Dieser Kommentar ist unter dem Titel „Kompetenzerweiterung“ im Deutschen Architektenblatt 04.2024 erschienen.
Lebenslanges Lernen ist elementar – das wird angesichts des Tempos zunehmender Krisen sehr deutlich. Als Fachleute der Stadtplanung, Architektur, Innenarchitektur und Landschaftsarchitektur übernehmen wir Verantwortung.
Qualifiziert für nachhaltiges Bauen
Wir befassen uns noch intensiver mit mannigfaltigen Aspekten wie Abfallvermeidung und Wiederverwendung, weiterentwickelten oder wiederentdeckten Baustoffen und -weisen, Materialökonomie und KI – aber auch mit dem Bewerten von Zertifizierungssystemen und strengeren Nachhaltigkeitsanforderungen im Ordnungsrecht, in der Förderung und in der Finanzwirtschaft.
Qualifizierte Expertinnen und Experten mit einem gleichermaßen breiten wie tiefen Verständnis für ökologische, bauphysikalische, technologische und soziale Zusammenhänge – sowie mit der Fähigkeit, innovative Lösungen für einen gestalterisch wertvollen, klimagerechten Neu- und Umbau zu entwickeln – werden dringend gebraucht. Tendenz steigend.
Gegen Abrisse und für graue Energie sensibilisieren
Gerade erleben wir wieder in Berlin bei zahlreich drohenden Abrissen von erhaltenswerter Bausubstanz, wie dem Düttmann-Bau an der Urania oder dem ehemaligen Sport- und Erholungszentrum SEZ im Osten der Stadt, dass politischen Akteuren und Auftraggebenden nicht nur der baukulturelle Wert kommuniziert, sondern auch der ökologisch-ökonomische Wert für die Ertüchtigung und Weiterentwicklung eines Standorts bewiesen werden muss.

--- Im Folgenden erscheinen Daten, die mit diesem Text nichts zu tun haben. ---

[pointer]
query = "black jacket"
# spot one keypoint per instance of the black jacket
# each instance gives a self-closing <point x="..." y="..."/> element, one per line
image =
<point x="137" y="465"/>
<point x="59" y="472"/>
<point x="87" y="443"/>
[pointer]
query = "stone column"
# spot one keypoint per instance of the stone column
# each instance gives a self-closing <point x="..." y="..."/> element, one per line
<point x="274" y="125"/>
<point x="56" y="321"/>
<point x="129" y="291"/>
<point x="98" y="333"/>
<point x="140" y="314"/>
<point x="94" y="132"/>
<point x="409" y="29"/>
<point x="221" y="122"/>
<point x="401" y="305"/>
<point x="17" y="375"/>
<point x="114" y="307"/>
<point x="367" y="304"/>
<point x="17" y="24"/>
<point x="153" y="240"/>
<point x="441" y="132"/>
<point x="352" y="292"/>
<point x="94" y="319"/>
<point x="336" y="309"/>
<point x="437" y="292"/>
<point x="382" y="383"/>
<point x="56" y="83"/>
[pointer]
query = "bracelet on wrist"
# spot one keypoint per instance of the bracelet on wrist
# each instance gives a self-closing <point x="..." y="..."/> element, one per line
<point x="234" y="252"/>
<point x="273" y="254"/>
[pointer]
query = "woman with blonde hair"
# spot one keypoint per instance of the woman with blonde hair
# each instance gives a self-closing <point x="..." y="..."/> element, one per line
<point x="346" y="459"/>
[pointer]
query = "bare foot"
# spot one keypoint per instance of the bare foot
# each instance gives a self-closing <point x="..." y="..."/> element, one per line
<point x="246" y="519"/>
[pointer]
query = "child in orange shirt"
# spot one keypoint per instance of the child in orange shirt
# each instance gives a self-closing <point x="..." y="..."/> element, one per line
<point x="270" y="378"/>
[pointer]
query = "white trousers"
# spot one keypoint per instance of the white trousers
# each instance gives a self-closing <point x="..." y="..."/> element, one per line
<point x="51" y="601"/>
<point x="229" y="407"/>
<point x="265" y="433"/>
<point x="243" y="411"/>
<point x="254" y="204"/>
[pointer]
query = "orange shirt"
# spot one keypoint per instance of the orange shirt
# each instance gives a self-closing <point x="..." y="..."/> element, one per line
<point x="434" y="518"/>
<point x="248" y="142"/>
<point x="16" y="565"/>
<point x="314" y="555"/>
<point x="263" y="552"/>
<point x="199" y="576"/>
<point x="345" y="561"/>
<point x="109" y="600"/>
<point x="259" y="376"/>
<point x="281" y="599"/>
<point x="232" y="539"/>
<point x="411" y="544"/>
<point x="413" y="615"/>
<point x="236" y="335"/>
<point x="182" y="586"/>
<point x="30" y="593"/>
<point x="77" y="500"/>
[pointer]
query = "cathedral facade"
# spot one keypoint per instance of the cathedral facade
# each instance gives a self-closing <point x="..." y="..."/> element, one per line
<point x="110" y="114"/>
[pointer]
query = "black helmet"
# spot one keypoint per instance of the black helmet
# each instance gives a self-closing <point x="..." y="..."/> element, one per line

Hier mit einem belastbaren Einschätzungsvermögen graue Energie und Treibhausgasemissionen bewerten zu können sowie Beratung und Übersicht zu geben über den Aufwand hinsichtlich „Bestandsertüchtigung versus Abriss/Neubau“, mit einem kompetenten Abwägen aller Nachhaltigkeitskriterien bei Zielkonflikten – das wird immer essenzieller.
Kammerfortbildung: Fit for Nachhaltigkeit
Um den perspektivisch wachsenden Bedarf an praxisbezogener Nachhaltigkeitskompetenz und -koordination zu erweitern, arbeiten die Architektenkammern aller Länder intensiv an einem umfangreichen bundesweiten Fortbildungsangebot in Sachen „fit for Nachhaltigkeit“. Noch in diesem Jahr soll mit Seminaren und Lehrgängen begonnen und ein flächendeckendes Fort- und Weiterbildungsangebot zur Verfügung stehen.
Die Teilnehmenden werden in die Lage versetzt, gesamtbilanzielle Betrachtungen über den Lebenszyklus inklusive aussagekräftiger Kennwerte (Ökobilanz) für gebäudebezogene, freiraumplanerische und städtebauliche Planungen erstellen zu können.
Neues Bundesregister Nachhaltigkeit
Ob kompakter Lehrgang oder, je nach Vorkenntnissen, modulare Einzelseminare – das Lehrangebot mündet in einem Leistungsnachweis, der es Mitgliedern der Architektenkammern ermöglicht, sich im jeweiligen Bundesland ins neue Bundesregister Nachhaltigkeit einzutragen.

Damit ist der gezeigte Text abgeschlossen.